– A primary or secondary recurrent, acute arthritis of the peripheral joints, particularly the great toe.
Causes and Incidence
The precise causal mechanism in gout is unknown. However, a host of factors act as precursors to overproduction or undersecretion of uric acid, including genetic factors (hyperactivity of hypoxanthine guanine phosphoribosyl transferase, superactivity of phosphoribosyl pyrophosphate, fructose intolerance); environmental factors (ethanol abuse, diuretic use, severe muscle exertion); underlying disease processes (diabetes mellitus, polycythemia, hypertension, renal disease, leukemia, sickle cell anemia); and the evolutionary absence of the enzyme uri-case. Gout occurs most often in men. The incidence in the United States is about 14 per 1,000 in men and 6 per 1,000 in women. Gout is rare in women before menopause. The incidence of gout is increasing in developed countries.
Some factor triggers an overproduction or undersecretion of uric acid. The plasma becomes supersaturated with uric acid, and a crystal urate precipitate is formed and deposited in avascular tissues (e.g., cartilage, tendons, and ligaments of peripheral joints) and in cooler tissues (e.g., the ears). Through some undefined mechanism, the crystals are released at various times, causing an acute inflammatory reaction in the joint with extension to the periarticular tissues. Repeated acute attacks lead to chronic arthritis and deformed joints.

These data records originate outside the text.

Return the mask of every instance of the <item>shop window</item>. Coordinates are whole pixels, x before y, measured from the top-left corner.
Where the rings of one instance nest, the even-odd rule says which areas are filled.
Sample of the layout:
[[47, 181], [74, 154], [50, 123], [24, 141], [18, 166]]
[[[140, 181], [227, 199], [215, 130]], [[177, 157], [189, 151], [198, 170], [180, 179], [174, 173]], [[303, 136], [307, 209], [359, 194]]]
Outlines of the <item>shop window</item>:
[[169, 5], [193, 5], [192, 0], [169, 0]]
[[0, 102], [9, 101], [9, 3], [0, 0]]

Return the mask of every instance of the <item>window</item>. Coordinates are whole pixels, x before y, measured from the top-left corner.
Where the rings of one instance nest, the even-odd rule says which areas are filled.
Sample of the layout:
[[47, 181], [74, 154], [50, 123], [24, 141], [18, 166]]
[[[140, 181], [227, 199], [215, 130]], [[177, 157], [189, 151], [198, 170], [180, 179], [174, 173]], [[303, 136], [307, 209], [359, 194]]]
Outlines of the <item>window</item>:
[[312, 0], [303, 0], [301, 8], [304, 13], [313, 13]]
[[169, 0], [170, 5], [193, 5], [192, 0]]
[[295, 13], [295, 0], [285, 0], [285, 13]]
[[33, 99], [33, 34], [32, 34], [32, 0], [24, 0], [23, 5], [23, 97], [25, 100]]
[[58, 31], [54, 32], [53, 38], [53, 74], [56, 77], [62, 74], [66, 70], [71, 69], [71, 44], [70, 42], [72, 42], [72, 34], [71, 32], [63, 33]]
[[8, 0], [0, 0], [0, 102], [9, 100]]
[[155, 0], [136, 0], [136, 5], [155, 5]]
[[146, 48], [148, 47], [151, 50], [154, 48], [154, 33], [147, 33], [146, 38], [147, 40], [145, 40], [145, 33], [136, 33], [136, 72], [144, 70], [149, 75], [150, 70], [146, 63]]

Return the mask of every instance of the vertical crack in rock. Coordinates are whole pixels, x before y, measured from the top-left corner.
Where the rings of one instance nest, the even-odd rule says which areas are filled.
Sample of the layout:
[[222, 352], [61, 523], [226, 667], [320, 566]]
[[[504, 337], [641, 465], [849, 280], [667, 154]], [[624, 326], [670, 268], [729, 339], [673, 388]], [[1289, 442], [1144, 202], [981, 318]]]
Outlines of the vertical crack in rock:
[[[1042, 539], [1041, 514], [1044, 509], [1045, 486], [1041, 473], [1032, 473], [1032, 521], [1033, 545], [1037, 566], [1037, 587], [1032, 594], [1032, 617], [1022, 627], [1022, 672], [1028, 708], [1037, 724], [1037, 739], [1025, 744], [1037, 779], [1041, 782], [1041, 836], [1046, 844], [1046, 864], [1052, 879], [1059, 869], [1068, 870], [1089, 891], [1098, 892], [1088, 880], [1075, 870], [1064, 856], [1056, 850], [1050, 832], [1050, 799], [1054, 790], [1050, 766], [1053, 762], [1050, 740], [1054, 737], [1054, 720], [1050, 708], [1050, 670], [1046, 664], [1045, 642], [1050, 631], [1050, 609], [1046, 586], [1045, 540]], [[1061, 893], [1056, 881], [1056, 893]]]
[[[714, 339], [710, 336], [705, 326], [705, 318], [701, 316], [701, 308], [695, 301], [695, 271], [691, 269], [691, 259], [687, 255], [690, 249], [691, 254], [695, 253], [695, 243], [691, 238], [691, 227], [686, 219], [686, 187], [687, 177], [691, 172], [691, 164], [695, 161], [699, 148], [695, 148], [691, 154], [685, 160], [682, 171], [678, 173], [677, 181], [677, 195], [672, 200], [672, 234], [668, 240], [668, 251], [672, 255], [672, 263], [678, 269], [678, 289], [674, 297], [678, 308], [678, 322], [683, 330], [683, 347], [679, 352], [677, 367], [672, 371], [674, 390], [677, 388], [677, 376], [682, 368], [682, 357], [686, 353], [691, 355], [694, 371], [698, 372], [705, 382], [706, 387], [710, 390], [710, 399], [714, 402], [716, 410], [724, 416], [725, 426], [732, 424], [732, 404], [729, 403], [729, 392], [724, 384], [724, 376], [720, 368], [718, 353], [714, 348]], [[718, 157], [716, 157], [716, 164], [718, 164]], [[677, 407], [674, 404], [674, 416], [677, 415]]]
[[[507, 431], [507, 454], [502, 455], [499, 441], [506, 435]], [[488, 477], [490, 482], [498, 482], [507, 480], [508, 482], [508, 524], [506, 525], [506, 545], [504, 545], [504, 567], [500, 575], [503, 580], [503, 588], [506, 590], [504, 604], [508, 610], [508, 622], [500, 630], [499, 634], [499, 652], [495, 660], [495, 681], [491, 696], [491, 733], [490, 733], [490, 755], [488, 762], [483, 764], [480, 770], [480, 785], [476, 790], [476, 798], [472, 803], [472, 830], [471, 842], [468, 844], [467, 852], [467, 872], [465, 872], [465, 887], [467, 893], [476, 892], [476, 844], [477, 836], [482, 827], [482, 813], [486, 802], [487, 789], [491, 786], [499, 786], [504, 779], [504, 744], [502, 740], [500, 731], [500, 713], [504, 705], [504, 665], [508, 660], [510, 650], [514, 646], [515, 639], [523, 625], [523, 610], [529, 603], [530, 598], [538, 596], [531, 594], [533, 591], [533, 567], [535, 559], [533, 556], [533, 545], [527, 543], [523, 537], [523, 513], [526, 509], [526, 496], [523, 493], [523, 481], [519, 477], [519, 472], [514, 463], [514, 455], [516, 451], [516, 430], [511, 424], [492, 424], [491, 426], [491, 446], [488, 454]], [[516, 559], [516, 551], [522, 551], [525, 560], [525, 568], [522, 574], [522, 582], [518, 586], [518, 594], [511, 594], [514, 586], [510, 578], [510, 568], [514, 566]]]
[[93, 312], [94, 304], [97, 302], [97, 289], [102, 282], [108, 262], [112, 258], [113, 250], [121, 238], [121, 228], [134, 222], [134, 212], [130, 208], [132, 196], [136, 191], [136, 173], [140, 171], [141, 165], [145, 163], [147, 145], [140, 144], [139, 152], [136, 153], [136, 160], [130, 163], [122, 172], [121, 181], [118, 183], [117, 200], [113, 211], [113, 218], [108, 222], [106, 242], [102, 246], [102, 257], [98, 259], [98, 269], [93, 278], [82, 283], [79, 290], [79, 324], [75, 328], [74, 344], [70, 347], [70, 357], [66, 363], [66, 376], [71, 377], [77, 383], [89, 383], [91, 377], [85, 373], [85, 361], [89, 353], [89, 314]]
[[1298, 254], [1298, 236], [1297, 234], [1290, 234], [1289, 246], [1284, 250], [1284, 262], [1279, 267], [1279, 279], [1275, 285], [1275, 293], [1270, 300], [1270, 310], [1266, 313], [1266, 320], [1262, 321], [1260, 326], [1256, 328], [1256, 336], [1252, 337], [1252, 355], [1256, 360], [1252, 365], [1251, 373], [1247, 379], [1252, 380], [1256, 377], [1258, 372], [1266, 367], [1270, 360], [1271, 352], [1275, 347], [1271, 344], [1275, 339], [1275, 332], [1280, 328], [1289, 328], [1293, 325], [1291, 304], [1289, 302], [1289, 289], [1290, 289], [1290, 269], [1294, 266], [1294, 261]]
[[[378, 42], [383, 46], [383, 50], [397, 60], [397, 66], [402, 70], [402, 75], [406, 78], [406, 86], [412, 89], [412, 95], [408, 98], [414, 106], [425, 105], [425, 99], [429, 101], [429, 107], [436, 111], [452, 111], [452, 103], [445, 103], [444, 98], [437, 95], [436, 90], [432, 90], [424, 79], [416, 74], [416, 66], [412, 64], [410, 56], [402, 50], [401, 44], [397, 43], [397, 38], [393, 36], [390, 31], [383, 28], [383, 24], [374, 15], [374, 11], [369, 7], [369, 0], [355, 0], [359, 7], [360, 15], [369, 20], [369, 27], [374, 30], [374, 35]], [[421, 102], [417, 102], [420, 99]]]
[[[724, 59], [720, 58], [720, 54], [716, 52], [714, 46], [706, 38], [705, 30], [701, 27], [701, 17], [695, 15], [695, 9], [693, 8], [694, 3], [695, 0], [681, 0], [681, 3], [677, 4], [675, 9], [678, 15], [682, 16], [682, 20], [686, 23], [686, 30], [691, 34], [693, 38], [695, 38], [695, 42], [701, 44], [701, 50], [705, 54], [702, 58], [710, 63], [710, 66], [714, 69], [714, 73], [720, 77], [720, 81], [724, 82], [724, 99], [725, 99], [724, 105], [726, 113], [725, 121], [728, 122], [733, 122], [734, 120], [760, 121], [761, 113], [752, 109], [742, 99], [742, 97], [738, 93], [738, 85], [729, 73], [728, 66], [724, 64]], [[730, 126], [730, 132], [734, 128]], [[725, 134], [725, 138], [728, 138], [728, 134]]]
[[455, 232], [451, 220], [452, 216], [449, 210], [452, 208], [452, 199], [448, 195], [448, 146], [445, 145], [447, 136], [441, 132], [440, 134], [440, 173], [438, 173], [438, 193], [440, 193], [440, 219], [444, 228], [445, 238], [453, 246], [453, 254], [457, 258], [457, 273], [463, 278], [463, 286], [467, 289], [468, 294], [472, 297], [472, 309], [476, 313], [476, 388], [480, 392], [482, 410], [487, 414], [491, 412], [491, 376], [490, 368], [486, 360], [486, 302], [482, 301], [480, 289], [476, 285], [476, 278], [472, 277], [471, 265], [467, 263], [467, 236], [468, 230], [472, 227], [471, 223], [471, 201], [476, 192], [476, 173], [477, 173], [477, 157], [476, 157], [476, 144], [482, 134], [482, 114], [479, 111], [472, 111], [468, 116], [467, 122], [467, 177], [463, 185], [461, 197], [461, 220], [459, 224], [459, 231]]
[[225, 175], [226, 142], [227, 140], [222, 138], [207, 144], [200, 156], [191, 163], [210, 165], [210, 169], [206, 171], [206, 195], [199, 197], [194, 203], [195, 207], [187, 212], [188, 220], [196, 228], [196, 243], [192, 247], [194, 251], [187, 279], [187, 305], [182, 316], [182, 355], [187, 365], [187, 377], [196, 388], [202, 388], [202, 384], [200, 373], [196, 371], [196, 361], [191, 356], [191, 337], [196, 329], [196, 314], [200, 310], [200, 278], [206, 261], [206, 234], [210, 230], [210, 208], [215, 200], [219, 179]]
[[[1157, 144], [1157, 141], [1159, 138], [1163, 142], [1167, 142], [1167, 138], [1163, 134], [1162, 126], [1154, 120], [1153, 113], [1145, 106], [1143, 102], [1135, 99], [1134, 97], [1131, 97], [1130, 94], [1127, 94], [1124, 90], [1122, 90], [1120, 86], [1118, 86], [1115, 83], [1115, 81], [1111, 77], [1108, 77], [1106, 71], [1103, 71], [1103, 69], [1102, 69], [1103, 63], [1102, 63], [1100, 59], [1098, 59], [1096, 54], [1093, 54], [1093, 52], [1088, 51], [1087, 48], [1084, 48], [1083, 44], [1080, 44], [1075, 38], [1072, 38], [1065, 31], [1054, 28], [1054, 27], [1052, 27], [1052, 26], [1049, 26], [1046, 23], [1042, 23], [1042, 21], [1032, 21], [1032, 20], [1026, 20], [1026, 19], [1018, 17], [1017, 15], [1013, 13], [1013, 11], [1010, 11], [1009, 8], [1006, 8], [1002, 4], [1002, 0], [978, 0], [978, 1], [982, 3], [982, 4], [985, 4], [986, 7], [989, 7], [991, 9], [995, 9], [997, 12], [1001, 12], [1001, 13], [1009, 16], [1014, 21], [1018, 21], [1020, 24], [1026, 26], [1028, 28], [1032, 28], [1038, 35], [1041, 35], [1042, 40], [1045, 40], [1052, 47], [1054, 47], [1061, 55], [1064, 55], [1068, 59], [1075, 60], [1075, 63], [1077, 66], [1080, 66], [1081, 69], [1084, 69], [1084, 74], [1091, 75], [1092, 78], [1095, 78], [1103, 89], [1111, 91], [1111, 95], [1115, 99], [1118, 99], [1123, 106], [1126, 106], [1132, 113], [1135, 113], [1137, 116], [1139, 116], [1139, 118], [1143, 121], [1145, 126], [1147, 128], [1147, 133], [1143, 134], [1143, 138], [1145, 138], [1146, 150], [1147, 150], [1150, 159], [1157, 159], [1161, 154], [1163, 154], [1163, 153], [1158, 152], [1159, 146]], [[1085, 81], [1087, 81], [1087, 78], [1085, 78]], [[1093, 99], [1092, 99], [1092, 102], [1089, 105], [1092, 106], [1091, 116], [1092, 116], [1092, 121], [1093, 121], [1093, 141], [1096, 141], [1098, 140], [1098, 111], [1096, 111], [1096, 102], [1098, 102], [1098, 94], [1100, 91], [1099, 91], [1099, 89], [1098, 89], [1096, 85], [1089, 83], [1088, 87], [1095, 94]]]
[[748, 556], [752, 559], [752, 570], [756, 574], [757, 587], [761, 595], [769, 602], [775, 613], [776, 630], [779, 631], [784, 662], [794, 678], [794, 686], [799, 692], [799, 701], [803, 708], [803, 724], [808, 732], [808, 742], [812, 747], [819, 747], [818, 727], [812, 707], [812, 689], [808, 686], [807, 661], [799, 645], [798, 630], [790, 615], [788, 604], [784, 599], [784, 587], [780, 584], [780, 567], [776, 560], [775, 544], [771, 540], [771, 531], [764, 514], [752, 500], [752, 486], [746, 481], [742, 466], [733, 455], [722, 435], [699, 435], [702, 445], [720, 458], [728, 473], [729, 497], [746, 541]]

Acute pain, redness, swelling, tenderness, and heat at the affected joint are typical presenting features. Fever, chills, and malaise may also be present. Limited motion is present in the affected joint or joints.
Complications include infection of ruptured deposits, renal involvement with formation of renal calculi, and secondary degenerative arthritis.
A tentative diagnosis is made by clinical examination and elevated serum uric acid levels and confirmed with needle aspiration of synovial fluid, which is positive for urate crystals.
Treatment is aimed at terminating the acute attack and preventing future attacks by lowering uric acid levels and resolving existing deposits.
Removal of large crystal deposits (tophi).
Colchicine for long-term prophylaxis and to reduce inflammation in acute attack; nonsteroidal antiinflammatory agents to reduce inflammation in established gout; antihyperuricemic drugs for those with frequent attacks or chronic disease to reduce uric acid levels or increase excretion of uric acid (lifelong treatment); sodium bicarbonate to alkalize urine in patients who form calculi.
Rest of joint; avoidance of alcohol and purinerich foods; weight reduction if necessary to reduce wear and tear on joints; increased fluid intake; instruction in long-term use of medications and their side effects.